The worst exposures and most devastating effects are in low-income countries and in southeast Asia. Even high income developed countries, such as Australia, cannot afford to be complacent about the effects of air pollution on young children, particularly in urban areas. In her editorial for Reviews on Environmental Health, author Anne-Marie Morrissey highlights how in Australian cities, some of the worst pollution is found close to freeways and busy roads. Research has documented the detrimental effects of traffic pollution on the development of children’s lungs living in homes, or attending schools, close to busy roads. Traffic pollution also has negative effects on foetal growth.
The findings of the UNICEF Report add to growing concerns in Australia about the increasing location of childcare centres on busy roads. Cheaper real estate is found on busy roads, so these locations will provide stronger returns for investors. As a result, there is a proliferation of urban childcare centres located on busy roads, rather than on quieter suburban backstreets, with a consequent increased exposure of young children to traffic related air pollution (TRAP).
Children most vulnerable to pollution
Does this matter? It certainly does. Children in childcare are aged from early infancy to school-age, the most crucial years for healthy development, and also the time of most developmental vulnerability to the effects of pollution.
The significant neurological effects and development of chemicals associated with unconventional oil and natural gas operations (UOG) on children and infants is the focus of a recent review published in Reviews on Environmental Health.
Early childhood is a period of rapid brain development, especially in forming neural connections, which are the foundations for intelligence and higher brain function. Brain development is also affected by exposure to TRAP.
Concentration of polluted air higher in outdoor play areas
A child may spend up to five years of their life in childcare, and up to 40-50 hours per week in their centre.

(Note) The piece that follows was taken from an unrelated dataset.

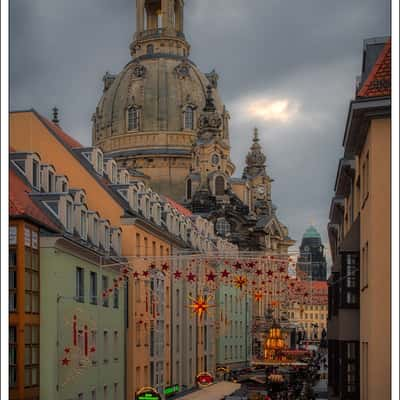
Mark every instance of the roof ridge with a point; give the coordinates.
(363, 92)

Those centres sited on busy roads will have higher traffic pollution levels indoors and even more in their outdoor play spaces.
Children breathe more air, relative to their body size, than an adult does. Being shorter, they also breathe air that is closer to the ground. This is important as TRAP “settles” and concentrations are higher closer to the ground. In some childcare centres, children’s outdoor play spaces can be observed located just a few metres from the exhaust pipes of passing vehicles, including diesel buses and trucks.
Children receive higher dose of pollution than adults
These factors mean that a young child will receive a higher “dose” of TRAP than their adult carers in the same environment will. Increased exposure to TRAP increases children’s risks of acute respiratory infections and asthma, and has detrimental effects on lung function.
It also has short and long-term effects on intellectual functioning and development, with increased risks of behavioural problems and lower cognitive functioning. There will also be noise pollution from heavy traffic, likely to be affecting communication, concentration and the quality of children’s play.
Children in other countries could be affected too
This situation is also likely to be occurring in other countries where TRAP is not specifically identified as a concern by regulators of children’s services.
The UNICEF report notes that environmental regulation brings real gains in the protection of children’s health and development from the risks of air pollution. But where such regulations are not in place, the evidence shows that it is children, families, communities, and ultimately governments, who suffer the consequences and pay the costs, in both the short and long-term.
It is imperative that children’s services regulators in all countries pay heed to the UNICEF Report’s recommendations on making the protection of young children from the harmful effects of air pollution a priority in decisions on the siting of children’s centres and playgrounds.